Quincy Jones e a aula básica: só existem 12 notas musicais
"Não existem as notas mi sustenido nem si sustenido"
Tanto pra quem trabalha com composição, quanto para intérpretes e até mesmo aos ouvintes, é muito difícil de acreditar que só existam 12 notas, em todas as músicas compostas e executadas no mundo, todos os dias. Como isso é possível? Poderíamos alegar que isso é um erro, pois na música árabe há os micros tons, presentes na técnica do vibrato vocal, que aliás é a origem da música flamenca. E em instrumentos como o violino, etc. Porém, essas tais notas têm a função de passagem, não permanecendo tempo suficiente nelas para podermos caracterizá-las como parte integrante da melodia. Uma canção é composta por letra e música, e essa última é construída com o auxílio das seguintes notas: dó, dó sustenido, ré, ré sustenido, mi, fá, fá sustenido, sol, sol sustenido, lá, lá sustenido e si. Não existem as notas mi sustenido nem si sustenido. Todos os acordes são montados utilizando essas notas, formando assim, por exemplo: dó maior, ré menor, mi com 7 aumentada, fá com nona, sol diminuto, etc.

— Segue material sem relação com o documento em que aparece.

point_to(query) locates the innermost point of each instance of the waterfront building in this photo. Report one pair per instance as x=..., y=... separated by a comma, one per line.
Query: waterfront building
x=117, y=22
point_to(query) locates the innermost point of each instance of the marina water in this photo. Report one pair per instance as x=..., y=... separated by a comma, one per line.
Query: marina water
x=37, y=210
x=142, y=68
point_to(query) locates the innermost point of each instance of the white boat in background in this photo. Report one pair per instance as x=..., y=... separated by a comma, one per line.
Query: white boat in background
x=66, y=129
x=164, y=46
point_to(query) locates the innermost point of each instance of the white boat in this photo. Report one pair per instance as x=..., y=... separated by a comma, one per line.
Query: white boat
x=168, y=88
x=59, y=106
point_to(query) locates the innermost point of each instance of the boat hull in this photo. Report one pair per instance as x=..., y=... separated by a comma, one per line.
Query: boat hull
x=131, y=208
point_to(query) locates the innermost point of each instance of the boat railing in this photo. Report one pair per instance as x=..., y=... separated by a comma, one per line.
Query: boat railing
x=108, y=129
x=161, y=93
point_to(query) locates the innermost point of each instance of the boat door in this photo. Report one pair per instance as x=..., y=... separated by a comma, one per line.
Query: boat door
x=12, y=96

O excepcional músico e produtor estadunidense Quincy Jones, que faleceu recentemente, mesmo com amplo conhecimento, decidiu ir para a Europa, em 1957 se aprofundar em sua profissão musical, e recebeu aulas da lendária musicista e educadora francesa, Nadia Boulanger, que proferiu a seguinte frase ao ilustre aluno: “Existem apenas 12 notas, e você precisa investigar o que todo mundo fez com essas notas”. O que aconteceu depois, todos nós já conhecemos, com suas obras de sucesso mundial. Essa passagem é contada no documentário “Quincy”, disponível na plataforma Netflix, dirigido por sua filha Rashida Jones.

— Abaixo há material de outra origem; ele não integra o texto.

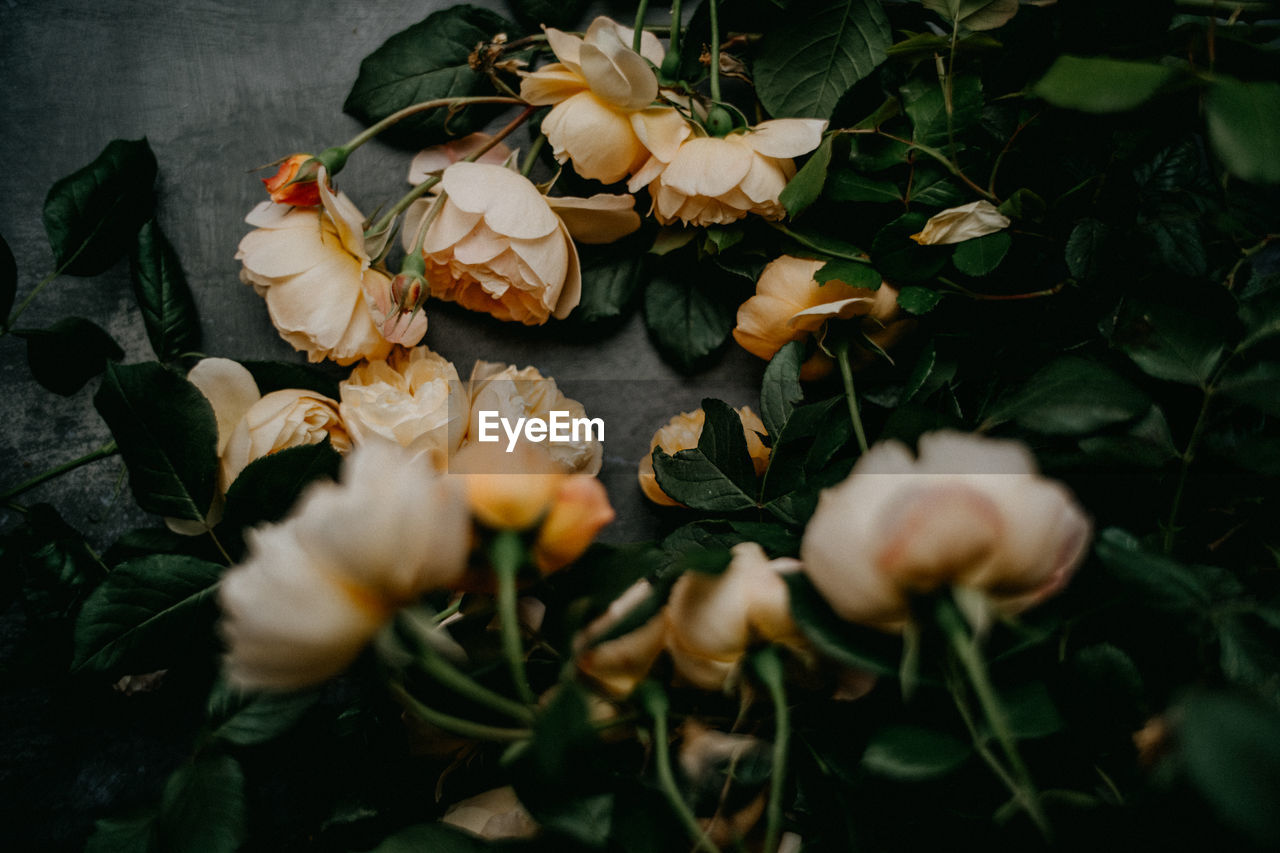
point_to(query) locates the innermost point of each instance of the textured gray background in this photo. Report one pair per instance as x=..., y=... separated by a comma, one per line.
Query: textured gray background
x=219, y=89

Pense em guitarristas virtuoses, como Steve Vai ou Jonh Petrucci, que executam dezenas de notas por segundo. Ou artistas da bossa nova que parecem quebrar os próprios dedos de tanto esticá-los para formar os acordes complexos, que muitos chamam carinhosamente de “aranhas”. Tudo isso concebido com a ajuda de apenas 12 notas. Fazendo uma divagação rápida, o número 12 também está presente na simbologia religiosa e esotérica, como os 12 apóstolos de Cristo, os 12 filhos de Jacó; na organização do tempo, dos 12 meses do ano, na metade de um dia completo de 24 horas, etc. Mas isso é assunto pra outro artigo.

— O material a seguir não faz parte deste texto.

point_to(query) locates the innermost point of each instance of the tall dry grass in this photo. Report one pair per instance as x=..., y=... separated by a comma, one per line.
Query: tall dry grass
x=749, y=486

Eu, como músico posso imaginar como teria sido a reação e a possível emoção estampada no semblante de Quincy, ao ouvir de uma referência da música erudita internacional, essa informação. Obviamente, todo músico, de todos os níveis de instrução, sabe, mesmo que inconscientemente da tal existência das 12 notas musicais, e que tudo é edificado a partir delas. Porém, aqui poderíamos empregar perfeitamente o antigo ditado “a ficha caiu”. Não há mais dúvidas ou especulações. Então, eis que surge um pequeno problema para aqueles que optaram por se aventurarem no fantástico mundo maravilhoso da composição. Se há tão poucas notas, o processo se torna mais fácil? Não!
Pelo contrário. Já ouviu falar em plágio? É normal, é comum, e com advento das redes sociais e plataformas de streaming, permitindo que obras de um país alcancem outros países, vemos que o plágio acontece ou propositalmente ou espontaneamente, como resultado da globalização das canções. Um compositor pode ouvir uma música em algum lugar qualquer, absorvê-la e “compor” sua melodia autoral com a mesma estrutura, ou de forma muito similar. Quanto a isso, não tem como fugir. E mesmo se não ocorresse esse fenômeno, ainda assim, criar uma canção com o auxílio de apenas 12 notas continua difícil.
Nadia Boulanger, como uma autêntica educadora, deixou a dica para podermos burlar essa dificuldade das poucas notas: “...você precisa investigar o que todo mundo fez com essas notas”.